Uncomfortably, nearly half contain less than 0.001 BTC ($3.40), and almost 90 percent hold less than one-tenth of a BTC ($340).
At this stage, the “#HODLgang” seems to be more of a “#HODLskeletoncrew.”
Most holders can’t afford to buy Beats with their Bitcoin
A sobering statistic is that just 20 percent of Bitcoin addresses contain more than $100 worth of BTC.
Yes, that means 80 percent of Bitcoin addresses own less BTC than it takes to buy a pair of mid-range headphones.
While there certainly are more than 1.5 million Bitcoin addresses with over $1,000 in BTC, these holders account for less than 7 percent of all Bitcoin addresses.
By comparison, there are only 588 addresses that house more than $10 million worth of BTC.
For reference, this is less than the maximum capacity of a Boeing 747, meaning we could totally fit Bitcoin‘s richest onto a single airplane, right now.
Bitcoin’s middle class control more BTC than anyone else
Delphi further analyzed balances of Bitcoin addresses in groups.
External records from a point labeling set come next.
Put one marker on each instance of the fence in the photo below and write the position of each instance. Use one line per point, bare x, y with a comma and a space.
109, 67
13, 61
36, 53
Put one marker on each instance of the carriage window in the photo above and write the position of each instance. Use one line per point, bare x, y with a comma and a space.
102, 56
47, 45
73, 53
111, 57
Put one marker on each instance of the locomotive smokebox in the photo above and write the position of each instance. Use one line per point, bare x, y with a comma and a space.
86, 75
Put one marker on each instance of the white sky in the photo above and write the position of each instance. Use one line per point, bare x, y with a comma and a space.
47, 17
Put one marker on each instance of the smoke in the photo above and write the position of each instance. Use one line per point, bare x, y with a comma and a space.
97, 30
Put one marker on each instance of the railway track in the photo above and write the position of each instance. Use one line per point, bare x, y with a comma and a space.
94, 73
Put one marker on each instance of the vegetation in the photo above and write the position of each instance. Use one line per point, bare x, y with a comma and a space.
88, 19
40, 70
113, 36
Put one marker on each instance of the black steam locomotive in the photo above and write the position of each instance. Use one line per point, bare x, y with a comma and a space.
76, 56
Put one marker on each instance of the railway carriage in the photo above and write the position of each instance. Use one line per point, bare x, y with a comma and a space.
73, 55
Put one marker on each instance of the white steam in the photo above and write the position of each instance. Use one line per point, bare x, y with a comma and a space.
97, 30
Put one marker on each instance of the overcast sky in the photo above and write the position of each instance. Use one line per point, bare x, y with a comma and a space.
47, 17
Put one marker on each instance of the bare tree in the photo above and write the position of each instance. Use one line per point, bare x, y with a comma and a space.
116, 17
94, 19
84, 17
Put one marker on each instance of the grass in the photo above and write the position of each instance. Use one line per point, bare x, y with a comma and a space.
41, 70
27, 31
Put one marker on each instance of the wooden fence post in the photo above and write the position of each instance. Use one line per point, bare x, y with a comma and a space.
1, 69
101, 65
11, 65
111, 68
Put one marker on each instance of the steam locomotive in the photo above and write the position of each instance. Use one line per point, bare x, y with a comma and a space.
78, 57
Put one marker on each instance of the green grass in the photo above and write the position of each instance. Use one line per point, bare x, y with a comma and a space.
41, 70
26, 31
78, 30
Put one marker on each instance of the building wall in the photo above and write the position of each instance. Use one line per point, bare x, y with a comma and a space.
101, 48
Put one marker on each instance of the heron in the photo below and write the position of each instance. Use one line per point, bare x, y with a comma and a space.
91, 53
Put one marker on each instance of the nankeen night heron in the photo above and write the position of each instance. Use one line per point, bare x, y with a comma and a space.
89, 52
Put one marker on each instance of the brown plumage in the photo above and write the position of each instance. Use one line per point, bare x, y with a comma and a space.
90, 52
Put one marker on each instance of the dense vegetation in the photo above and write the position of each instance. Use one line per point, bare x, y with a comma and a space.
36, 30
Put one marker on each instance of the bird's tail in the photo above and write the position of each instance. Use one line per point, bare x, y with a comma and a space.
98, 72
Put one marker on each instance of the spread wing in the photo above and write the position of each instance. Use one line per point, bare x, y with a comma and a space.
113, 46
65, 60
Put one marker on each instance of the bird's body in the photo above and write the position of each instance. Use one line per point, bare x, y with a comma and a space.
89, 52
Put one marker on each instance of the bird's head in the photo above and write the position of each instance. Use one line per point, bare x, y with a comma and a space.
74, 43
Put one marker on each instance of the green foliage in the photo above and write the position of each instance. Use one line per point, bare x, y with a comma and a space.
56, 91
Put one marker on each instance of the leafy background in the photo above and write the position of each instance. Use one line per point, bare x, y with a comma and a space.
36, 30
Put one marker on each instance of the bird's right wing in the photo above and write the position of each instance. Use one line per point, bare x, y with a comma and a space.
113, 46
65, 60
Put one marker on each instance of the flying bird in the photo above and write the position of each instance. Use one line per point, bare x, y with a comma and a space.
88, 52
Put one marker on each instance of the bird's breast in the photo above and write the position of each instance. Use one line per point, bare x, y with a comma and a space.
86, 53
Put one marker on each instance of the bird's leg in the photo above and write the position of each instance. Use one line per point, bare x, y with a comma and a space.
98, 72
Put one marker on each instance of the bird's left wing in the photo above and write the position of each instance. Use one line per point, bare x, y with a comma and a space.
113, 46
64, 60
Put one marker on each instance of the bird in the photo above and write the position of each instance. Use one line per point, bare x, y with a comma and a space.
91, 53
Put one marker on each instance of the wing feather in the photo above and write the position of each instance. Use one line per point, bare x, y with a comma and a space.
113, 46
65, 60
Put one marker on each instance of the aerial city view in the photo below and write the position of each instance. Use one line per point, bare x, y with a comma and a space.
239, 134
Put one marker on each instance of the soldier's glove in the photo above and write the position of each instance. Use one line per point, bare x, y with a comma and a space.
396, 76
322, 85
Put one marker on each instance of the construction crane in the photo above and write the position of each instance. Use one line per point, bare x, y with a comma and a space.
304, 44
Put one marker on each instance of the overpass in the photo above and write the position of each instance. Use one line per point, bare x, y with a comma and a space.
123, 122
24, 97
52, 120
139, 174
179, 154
This gives us insight into the percentage of Bitcoin supply controlled by each slice of the market.
Presently, addresses containing between 10 and 100 BTC ($34K – $340K) own 25 percent of the circulating Bitcoin.
The very top group are the Bitcoin addresses with balances ranging from 100,000 BTC to 1,000,000 BTC ($341M – $3.4B).
Curiously, these addresses control barely more three percent of the total BTC supply.
Bitcoin whales may have shrunk in the wash
This data indeed corroborates previous research, which revealed more than half of Bitcoin‘s circulating supply was being controlled by wallets with balances over 200 BTC.
At the time, those addresses were worth a cool $1.25 million. Now, they amount to just $680,000 each.
Back then, Hard Fork described these holders as Bitcoin’s 1-percenters.
Now, I suppose it’s more fitting to refer to them as Bitcoin‘s half-a-percenters.